Von der analogen Fotografie zur Landschaftsfotografie
Meine Begeisterung für die Fotografie begann vor mehr als 30 Jahren. Damals hielt ich meine erste Spiegelreflexkamera in den Händen, eine analoge Canon A-1. Mit ihr fotografierte ich hauptsächlich Porträts und Reisemotive auf Diafilm oder Schwarz-Weiß-Film. Einen Teil der Aufnahmen entwickelte ich gemeinsam mit einem Freund in dessen kleinem Fotolabor selbst.
Während meines Studiums in München und durch meine gleichzeitige Tätigkeit als freiberuflicher IT-Consultant sowie als Geschäftsführer zweier IT-Unternehmen blieb zunehmend weniger Zeit für die Fotografie. Auch meine häufigen beruflichen Aufenthalte bei Kunden in den USA und in verschiedenen europäischen Ländern führten dazu, dass dieses Thema für einige Jahre in den Hintergrund rückte.
Erst 2010 begann ich wieder intensiver zu fotografieren. Zunächst verwendete ich noch meine analoge Canon A-1, wechselte jedoch schon bald zu einer digitalen Spiegelreflexkamera, einer Canon 60D. Mit ihr entdeckte ich die Fotografie noch einmal völlig neu und begann, mich intensiv mit ihren technischen und gestalterischen Möglichkeiten auseinanderzusetzen.

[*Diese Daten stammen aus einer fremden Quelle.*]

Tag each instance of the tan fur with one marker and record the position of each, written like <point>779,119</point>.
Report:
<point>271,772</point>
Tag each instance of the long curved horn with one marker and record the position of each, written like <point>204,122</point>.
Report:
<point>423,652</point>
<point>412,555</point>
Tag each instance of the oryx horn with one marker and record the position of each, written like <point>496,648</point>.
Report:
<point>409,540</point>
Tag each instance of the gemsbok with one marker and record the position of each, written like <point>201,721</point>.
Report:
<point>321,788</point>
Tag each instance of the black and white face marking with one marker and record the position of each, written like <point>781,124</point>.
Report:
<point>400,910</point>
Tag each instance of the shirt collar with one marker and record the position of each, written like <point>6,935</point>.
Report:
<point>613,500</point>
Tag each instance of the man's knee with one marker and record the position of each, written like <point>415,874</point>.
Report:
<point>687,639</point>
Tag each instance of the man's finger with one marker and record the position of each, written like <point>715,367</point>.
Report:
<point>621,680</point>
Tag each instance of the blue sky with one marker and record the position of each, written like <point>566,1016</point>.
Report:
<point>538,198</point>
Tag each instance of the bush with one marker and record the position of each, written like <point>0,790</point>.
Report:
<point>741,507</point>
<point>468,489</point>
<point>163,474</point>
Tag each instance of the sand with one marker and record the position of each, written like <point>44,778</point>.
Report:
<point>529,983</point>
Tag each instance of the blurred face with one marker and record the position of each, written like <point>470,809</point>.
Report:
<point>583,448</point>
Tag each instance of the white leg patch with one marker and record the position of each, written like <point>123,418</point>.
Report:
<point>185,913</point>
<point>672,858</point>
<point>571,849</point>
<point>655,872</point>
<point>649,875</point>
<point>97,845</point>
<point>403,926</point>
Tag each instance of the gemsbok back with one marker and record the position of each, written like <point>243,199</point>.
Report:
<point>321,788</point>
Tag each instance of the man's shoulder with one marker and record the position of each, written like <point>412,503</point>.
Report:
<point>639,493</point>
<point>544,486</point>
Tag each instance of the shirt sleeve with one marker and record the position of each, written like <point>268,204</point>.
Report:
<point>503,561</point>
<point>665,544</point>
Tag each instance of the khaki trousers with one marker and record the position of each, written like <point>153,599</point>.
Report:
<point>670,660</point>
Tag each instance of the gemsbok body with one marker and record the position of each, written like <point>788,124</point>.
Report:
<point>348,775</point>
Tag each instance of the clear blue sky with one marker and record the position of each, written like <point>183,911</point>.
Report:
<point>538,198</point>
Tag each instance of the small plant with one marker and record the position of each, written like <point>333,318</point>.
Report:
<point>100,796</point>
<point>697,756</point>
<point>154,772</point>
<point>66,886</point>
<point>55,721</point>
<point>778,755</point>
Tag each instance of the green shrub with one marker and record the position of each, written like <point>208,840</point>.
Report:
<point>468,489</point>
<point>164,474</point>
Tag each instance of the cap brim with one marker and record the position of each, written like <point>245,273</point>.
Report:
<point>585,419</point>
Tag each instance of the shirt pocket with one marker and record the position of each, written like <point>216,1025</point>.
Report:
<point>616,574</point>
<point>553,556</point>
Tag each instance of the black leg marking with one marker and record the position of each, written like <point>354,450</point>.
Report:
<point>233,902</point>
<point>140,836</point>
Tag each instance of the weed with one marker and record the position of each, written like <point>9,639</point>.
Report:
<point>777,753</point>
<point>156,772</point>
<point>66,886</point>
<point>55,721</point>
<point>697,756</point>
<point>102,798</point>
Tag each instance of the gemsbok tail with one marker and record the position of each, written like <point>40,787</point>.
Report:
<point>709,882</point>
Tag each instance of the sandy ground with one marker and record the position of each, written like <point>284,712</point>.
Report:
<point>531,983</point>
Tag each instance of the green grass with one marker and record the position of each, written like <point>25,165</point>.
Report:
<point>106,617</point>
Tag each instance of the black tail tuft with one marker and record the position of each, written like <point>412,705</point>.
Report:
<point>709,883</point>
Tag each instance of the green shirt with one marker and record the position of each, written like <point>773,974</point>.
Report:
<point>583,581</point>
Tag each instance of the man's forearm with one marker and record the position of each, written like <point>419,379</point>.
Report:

Seitdem hat mich die Fotografie nicht mehr losgelassen.
Mein Weg zur Natur- und Landschaftsfotografie
In den ersten Jahren beschäftigte ich mich mit unterschiedlichen fotografischen Themen. Dazu gehörten Porträts, People- und Modelfotografie sowie Aufnahmen von Automobilen und Motorrädern. In den Jahren 2015 und 2016 war ich in diesen Bereichen zeitweise auch nebenberuflich tätig.
Ab Ende 2016 konzentrierte ich mich zunehmend auf die Natur- und Landschaftsfotografie. Zuvor hatte ich Landschaften hauptsächlich während meiner Urlaubsreisen fotografiert, insbesondere in Florida und New York. Dabei entwickelte sich nach und nach eine immer größere Begeisterung für das bewusste Erleben und Fotografieren besonderer Landschaften.
Das Jahr 2017 wurde für mich schließlich zum entscheidenden Jahr der Landschaftsfotografie. Andere fotografische Themen rückten zunehmend in den Hintergrund.
Was mich an der Landschaftsfotografie besonders fasziniert, sind die Ruhe und Stille der Natur. Die entschleunigende Arbeitsweise bei Langzeitbelichtungen, das Warten auf die passende Lichtstimmung und die Suche nach einer außergewöhnlichen Wolkenformation lassen mich eine Landschaft besonders intensiv erleben.
Gleichzeitig entdeckte ich, welchen wertvollen Ausgleich mir diese Form der Fotografie zu meinem manchmal stressigen Hauptberuf bietet.
Landschaften und Städte auf der ganzen Welt
Seit 2019 nimmt auch die Reisefotografie einen immer größeren Stellenwert in meinem fotografischen Leben ein. Während der Corona-Jahre waren Reisen zeitweise nur eingeschränkt möglich. Dennoch konnte ich im Laufe der Jahre zahlreiche Regionen, Städte und Landschaften fotografisch erkunden.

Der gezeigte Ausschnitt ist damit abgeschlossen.